Step 4: Embryo development and selection
Once fertilization has taken place, the fertilized eggs are transferred to a new specialized culture medium to support the next stage of their development and growth. Our embryology team closely examines and records the embryo’s development. These fertilized eggs develop in an incubator over a five-day period where they will divide and grow into Blastocysts.
The Genetic laboratory will check and evaluate the fertilized embryos based on their DNA collected from embryo cells. They will check whether embryos have the right number of chromosomes and all the necessary structures are in place for healthy development.
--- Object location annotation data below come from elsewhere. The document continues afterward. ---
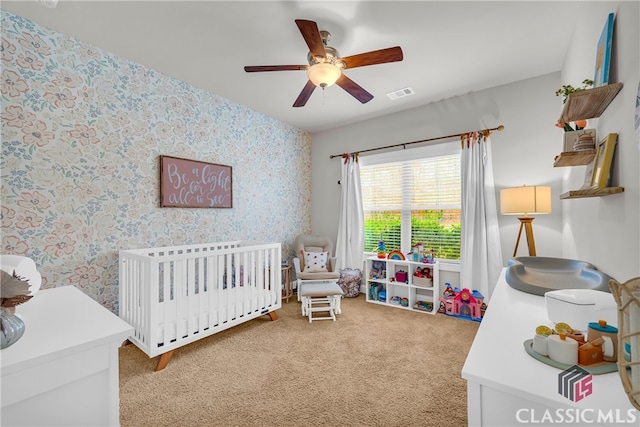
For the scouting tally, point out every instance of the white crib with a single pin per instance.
(173, 296)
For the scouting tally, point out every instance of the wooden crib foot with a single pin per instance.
(164, 359)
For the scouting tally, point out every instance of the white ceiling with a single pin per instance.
(450, 47)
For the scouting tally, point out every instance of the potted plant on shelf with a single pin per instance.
(565, 91)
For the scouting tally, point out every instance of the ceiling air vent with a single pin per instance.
(400, 93)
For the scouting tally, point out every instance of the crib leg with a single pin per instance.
(164, 360)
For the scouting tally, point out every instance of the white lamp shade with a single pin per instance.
(323, 74)
(525, 200)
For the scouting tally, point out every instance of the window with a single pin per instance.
(413, 196)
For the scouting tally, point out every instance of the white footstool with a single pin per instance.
(323, 296)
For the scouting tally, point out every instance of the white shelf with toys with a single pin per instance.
(403, 284)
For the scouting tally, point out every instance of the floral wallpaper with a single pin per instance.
(82, 132)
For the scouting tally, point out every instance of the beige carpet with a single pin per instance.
(374, 366)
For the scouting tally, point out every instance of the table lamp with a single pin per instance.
(523, 201)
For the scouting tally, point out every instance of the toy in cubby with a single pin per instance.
(462, 303)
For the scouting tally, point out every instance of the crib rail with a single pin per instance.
(173, 296)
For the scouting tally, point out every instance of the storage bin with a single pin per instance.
(423, 282)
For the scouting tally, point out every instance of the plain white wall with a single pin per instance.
(604, 231)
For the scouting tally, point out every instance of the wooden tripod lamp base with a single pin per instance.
(525, 222)
(524, 201)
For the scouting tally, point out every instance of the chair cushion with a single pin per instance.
(315, 262)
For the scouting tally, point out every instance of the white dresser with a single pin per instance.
(64, 369)
(507, 387)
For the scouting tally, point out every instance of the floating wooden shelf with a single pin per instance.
(591, 192)
(574, 158)
(589, 103)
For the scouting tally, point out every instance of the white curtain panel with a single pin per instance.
(480, 250)
(350, 243)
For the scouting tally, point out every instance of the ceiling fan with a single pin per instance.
(326, 66)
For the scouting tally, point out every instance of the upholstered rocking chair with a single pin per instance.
(316, 278)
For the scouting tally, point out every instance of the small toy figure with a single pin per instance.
(381, 249)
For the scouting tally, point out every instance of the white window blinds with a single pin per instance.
(413, 197)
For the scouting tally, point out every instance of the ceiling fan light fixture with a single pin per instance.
(323, 74)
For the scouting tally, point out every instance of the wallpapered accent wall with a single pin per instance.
(82, 130)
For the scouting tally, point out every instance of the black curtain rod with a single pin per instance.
(403, 145)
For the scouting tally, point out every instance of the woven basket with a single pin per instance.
(627, 296)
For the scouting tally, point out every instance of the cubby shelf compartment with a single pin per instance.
(589, 103)
(574, 158)
(591, 192)
(380, 275)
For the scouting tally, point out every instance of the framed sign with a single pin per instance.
(603, 161)
(188, 183)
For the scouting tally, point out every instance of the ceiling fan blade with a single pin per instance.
(311, 35)
(258, 68)
(391, 54)
(354, 89)
(304, 96)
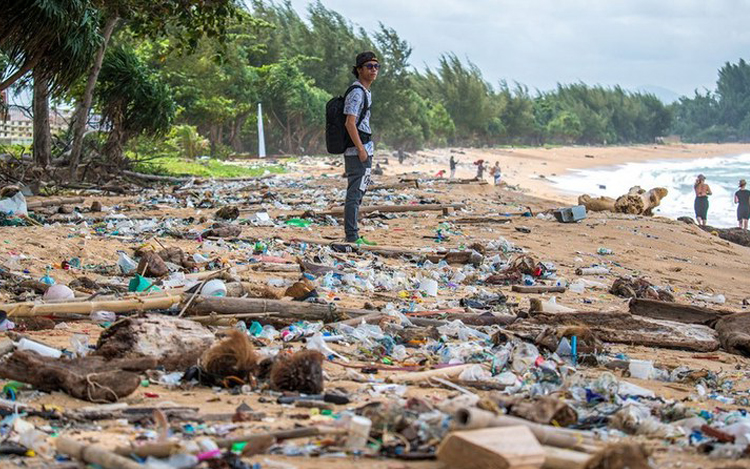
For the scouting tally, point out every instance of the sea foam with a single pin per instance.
(722, 174)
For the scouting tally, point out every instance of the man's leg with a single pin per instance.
(354, 172)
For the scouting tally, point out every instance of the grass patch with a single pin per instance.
(175, 166)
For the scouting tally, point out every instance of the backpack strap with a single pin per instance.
(365, 108)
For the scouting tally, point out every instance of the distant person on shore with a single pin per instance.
(702, 191)
(480, 169)
(742, 199)
(358, 157)
(497, 173)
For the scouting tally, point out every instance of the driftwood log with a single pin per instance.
(669, 311)
(135, 303)
(625, 328)
(639, 201)
(734, 333)
(93, 454)
(90, 378)
(173, 342)
(599, 204)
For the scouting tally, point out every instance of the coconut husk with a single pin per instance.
(233, 356)
(300, 372)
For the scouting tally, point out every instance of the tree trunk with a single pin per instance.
(80, 117)
(115, 142)
(42, 148)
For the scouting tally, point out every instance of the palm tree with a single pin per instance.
(56, 38)
(132, 101)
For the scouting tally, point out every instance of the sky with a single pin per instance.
(678, 45)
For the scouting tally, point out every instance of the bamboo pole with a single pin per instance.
(393, 208)
(48, 202)
(279, 435)
(471, 418)
(93, 454)
(207, 305)
(87, 307)
(419, 376)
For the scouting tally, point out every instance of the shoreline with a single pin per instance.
(530, 168)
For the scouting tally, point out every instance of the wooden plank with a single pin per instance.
(624, 328)
(496, 448)
(665, 310)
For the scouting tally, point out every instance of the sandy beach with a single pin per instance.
(667, 253)
(529, 168)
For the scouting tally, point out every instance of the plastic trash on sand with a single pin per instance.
(718, 299)
(15, 205)
(551, 306)
(125, 263)
(475, 373)
(641, 369)
(59, 292)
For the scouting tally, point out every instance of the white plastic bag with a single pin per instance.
(15, 205)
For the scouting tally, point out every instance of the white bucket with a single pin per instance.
(214, 287)
(641, 369)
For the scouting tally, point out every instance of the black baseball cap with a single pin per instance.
(364, 57)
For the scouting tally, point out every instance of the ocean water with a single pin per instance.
(678, 176)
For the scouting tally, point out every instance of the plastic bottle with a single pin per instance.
(214, 287)
(524, 356)
(125, 263)
(641, 369)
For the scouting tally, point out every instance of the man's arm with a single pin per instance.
(351, 127)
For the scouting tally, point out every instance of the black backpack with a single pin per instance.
(337, 138)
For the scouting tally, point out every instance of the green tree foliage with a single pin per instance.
(132, 99)
(57, 38)
(721, 116)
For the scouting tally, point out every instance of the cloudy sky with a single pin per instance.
(675, 44)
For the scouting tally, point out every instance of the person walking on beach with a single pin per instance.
(358, 157)
(497, 173)
(702, 191)
(480, 169)
(742, 199)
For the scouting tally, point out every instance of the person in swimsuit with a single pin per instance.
(742, 199)
(702, 191)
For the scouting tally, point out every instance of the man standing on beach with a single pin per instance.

If you do not require PGT testing, the selection of embryos is done by an experienced embryologist based on the morphology of the embryo. The healthy embryos that will give the best chance of achieving a viable pregnancy are identified for embryo transfer.
Step 5: Embryo transfer
During the embryo transfer, your doctor will use a catheter to transfer the embryo under the guidance of the ultrasound to ensure appropriate placement. This procedure is not painful and very much like a PAP smear, it takes about five minutes and you can return to work afterward.
Step 6: Embryo Cryopreservation
If you have a number of viable embryos, you may want to consider freezing them for future use. The process is known as cryopreserving. Your fertility specialist will discuss this option with you in detail during your IVF cycle.
About 10-15 days after embryo transfer a pregnancy test is done. If you have missed this period it’s a distinct sign of pregnancy, nevertheless, you will always undergo a pregnancy blood test for confirmation. Once pregnancy has been confirmed, you will be shifted to OB/GYN to continue pre-natal care.